3.4. Decision Tree Project 2: make_moons dataset#

sklearn includes various random sample generators that can be used to build artificial datasets of controlled size and complexity. We are going to use make_moons in this section. More details can be found here.

make_moons generate 2d binary classification datasets that are challenging to certain algorithms (e.g. centroid-based clustering or linear classification), including optional Gaussian noise. make_moons produces two interleaving half circles. It is useful for visualization.

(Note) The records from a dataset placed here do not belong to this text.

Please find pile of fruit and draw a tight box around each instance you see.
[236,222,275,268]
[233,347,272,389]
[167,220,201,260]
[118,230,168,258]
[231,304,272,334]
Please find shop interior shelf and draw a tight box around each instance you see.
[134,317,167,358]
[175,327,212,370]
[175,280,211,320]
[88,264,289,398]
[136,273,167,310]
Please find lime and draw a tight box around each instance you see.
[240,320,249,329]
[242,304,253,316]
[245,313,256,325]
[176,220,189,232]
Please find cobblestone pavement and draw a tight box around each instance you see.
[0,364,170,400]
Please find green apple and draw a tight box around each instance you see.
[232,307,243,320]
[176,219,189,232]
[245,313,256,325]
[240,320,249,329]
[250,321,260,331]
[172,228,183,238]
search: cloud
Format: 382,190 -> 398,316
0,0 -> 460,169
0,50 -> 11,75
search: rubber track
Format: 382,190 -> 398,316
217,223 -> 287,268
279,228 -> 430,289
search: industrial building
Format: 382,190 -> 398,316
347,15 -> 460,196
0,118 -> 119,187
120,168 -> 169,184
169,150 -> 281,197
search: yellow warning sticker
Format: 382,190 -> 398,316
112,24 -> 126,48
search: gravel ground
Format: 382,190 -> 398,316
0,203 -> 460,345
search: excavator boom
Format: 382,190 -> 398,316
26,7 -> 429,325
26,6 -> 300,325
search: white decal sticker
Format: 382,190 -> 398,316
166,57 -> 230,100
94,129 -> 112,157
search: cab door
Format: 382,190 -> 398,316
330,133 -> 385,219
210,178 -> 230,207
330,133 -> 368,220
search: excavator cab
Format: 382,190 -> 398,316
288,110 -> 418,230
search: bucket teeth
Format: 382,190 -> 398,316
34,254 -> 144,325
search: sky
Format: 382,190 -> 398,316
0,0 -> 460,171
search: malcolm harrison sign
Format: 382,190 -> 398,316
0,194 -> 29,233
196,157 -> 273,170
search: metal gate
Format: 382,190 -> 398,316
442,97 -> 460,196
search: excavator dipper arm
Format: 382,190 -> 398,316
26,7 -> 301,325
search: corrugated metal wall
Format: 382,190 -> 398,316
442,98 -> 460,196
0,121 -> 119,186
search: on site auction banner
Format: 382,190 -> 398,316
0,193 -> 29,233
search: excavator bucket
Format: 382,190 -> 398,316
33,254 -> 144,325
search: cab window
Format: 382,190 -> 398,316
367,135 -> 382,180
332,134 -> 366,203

Let us explorer the dataset first.

from sklearn.datasets import make_moons
import matplotlib.pyplot as plt

X, y = make_moons(n_samples=10000, noise=0.4, random_state=42)
plt.scatter(x=X[:, 0], y=X[:, 1], c=y)
<matplotlib.collections.PathCollection at 0x1b466ceaec0>
../_images/dt2_2_1.png

Now we are applying sklearn.DecisionTreeClassifier to construct the decision tree. The steps are as follows.

  1. Split the dataset into training data and test data.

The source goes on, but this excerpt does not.